Although the timing may be flexible, it can't be something 50 or 100 years out - we can't reduce atmospheric CO2 in the same way that so many wait for that other April date - April 15th - before filing their tax return. We need to withhold carbon every year, and we need a short time-frame for scientific reasons, to recognize the urgency of our need to fix this and to hold ourselves accountable for our progress or lack of progress. We need to have a number that says "this is what's tolerable, this is what success will mean", and it needs to be a number that scientifically is tolerable and indicates success.
Solving the climate problem won't be easy, but it isn't rocket science either. We know what causes the problem and we already know the criteria to use to measure possible solutions.
Another thing we didn't do with the Apollo program is allow Congress to determine that we would use a Saturn V booster, lunar and command modules, pick landing sites, or extend the Hyde Amendment to the moon. We tasked a technical and scientific agency - NASA - with handling the technical and scientific details.
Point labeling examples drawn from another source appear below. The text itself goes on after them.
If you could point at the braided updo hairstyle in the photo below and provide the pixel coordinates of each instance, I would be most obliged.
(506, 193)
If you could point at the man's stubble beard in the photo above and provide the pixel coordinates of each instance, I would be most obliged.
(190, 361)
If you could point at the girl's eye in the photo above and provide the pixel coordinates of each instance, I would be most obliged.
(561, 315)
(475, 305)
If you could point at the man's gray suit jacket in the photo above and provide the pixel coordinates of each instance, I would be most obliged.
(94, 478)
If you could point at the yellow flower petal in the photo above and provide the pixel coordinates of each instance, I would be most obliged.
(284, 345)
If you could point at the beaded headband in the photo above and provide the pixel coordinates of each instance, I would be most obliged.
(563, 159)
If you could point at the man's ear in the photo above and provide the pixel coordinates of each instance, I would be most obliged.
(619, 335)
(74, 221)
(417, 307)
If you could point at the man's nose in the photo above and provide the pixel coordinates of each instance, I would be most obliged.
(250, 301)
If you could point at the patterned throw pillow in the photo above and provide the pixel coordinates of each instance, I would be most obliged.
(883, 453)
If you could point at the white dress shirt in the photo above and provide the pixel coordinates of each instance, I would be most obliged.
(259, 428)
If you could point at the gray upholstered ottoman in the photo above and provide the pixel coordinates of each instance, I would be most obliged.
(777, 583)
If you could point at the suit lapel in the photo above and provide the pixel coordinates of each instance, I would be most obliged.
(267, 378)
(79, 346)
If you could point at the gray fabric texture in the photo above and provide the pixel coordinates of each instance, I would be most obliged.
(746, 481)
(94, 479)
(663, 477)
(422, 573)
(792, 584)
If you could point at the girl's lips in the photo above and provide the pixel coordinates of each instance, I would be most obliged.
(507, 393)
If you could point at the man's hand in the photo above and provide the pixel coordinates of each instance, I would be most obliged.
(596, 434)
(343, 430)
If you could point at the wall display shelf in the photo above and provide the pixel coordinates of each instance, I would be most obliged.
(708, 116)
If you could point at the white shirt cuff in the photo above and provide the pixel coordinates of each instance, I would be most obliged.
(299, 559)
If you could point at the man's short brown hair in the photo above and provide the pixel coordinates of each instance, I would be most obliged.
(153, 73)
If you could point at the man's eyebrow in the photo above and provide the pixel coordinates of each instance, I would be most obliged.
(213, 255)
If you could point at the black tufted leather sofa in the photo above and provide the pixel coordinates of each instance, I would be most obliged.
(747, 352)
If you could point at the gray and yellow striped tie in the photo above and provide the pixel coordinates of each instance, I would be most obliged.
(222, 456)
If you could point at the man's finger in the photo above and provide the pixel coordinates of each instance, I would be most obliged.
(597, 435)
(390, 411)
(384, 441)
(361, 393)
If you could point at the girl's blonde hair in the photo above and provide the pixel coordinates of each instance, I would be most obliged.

We already have an environmental analog of NASA:
The EPA employs 17,000 people in headquarters program offices, 10 regional offices, and 27 laboratories across the country. More than half of its staff are engineers, scientists, and environmental protection specialists; other groups include legal, public affairs, financial, and computer specialists.
The agency conducts environmental assessment, research, and education. It has the primary responsibility for setting and enforcing national standards under a variety of environmental laws, in consultation with state, tribal, and local governments. It delegates some permitting, monitoring, and enforcement responsibility to U.S. states and Native American tribes. EPA enforcement powers include fines, sanctions, and other measures.
The agency also works with industries and all levels of government in a wide variety of voluntary pollution prevention programs and energy conservation efforts.
We can augment the EPA staff with more scientists and engineers, with lawyers and economists, with people who can educate the public, and whatever else the agency needs to get the job done. Or a strong executive could force inter-agency co-operation with agencies that have technical expertise or regulatory authority that EPA lacks.
In fact we don't even need a climate bill for EPA to do the job. The Supreme Court ruled in 2007 that EPA not only has the authority to regulate CO2 under the Clean Air Act - it actually has the duty to do it (Massachusetts v. EPA). Of course corporate interests are already hard at work trying to end this authority, and seem to be getting their way in the developing Senate climate bill. There's no need to blame Congress for inaction on this issue - the Executive Branch already has the authority it needs. You'd need 60 votes to take that authority away.
The Clean Air Act mechanisms have a proven track record of repairing the atmosphere and regulating industry. The act has been incrementally improved since the initial legislation was passed. It allows for state and regional flexibility, especially with respect to important contingencies like economics, but within a framework of scientifically derived standards and national oversight. Before you criticize it, you can read the law, beginning here.
As the situation stands right now, our approach to the urgent problems presented by climate change isn't anything like Project Apollo - it's just Project Appalling.
If we can put a man on the moon, we can solve the problems of climate change, but it requires leadership, clear goals, good engineering, and the will to get it done. It also requires us to do it while it's still possible.